Can you imagine the uproar over a tip jar? First of all, I’m kidding, this clarification intended for those who create uproar and who have no sense of humor. Second, I’m not kidding, about the uproar. Teachers lately have become such targets of wrath because—well, I’m not quite sure; the reasons change, but the whiners usually sound to me like spoiled children. “I don’t have the summer off, why does she get the summer off, I never get anything.” Allow me to whine back for a minute. “Why can’t I have my own office? I have to share an office with ten other teachers. And if I want to take a few minutes off, I can’t just close my door or hide in some cubicle or cancel class. (shift to less whiny voice now) I have to be there, I have to be ON. There’s no coasting. OK, some of my colleagues coast, but no one likes them, and yeah, I agree, we shouldn’t protect them. But the great majority of us work hard, work long, some of us even spend our own money on supplies, and for us, this is more than a job, it’s a service, we serve, and when we do it well, monetary concerns and summer schedules shrink in importance. When you see your sons and daughters slinging on their backpacks and know they will be in good hands for that day, what’s that worth to you? Huh, what’s it worth, buddy?”

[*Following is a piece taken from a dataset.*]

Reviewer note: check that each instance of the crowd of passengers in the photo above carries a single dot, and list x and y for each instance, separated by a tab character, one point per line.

Actually, most teachers don’t need a tip jar because the job requires constant self-reflection. A second period class with the same lesson plan as first period will already be different. We’re constantly adjusting, fixing, tweaking, twisting and shouting (dancing, that is, figuratively speaking). Which is why good teachers hate meetings about fixing and tweaking, led by people who haven’t been in the classroom in years, because good teachers already reflect, every class period. Tip jar unnecessary.
All this is a roundabout way of thanking my students this past quarter. I was a long-term sub for a maternity leave that ended on Friday, and they tipped me generously. For you literal readers, there was no actual jar, but there was a cake and cookies and a song and cards and an illustration. You can spend an entire year with a class and because both teacher and class are winding down at the same time, a sense of inevitability pervades, along with final exams, so seldom do teachers see cakes and cards of appreciation. While leaving mid-year is strange and a little jarring, I do especially appreciate the sweet gestures of thanks.
Thanks, everyone. I will miss you.
Card for Mr. Romano. Illustration by Joe, with names covered. The drawing looks to me like some movie star from the 80s. If you happen to see what I see, please comment. I've been racking my brain trying to match the face with a name. I think he used to play a lot of cops.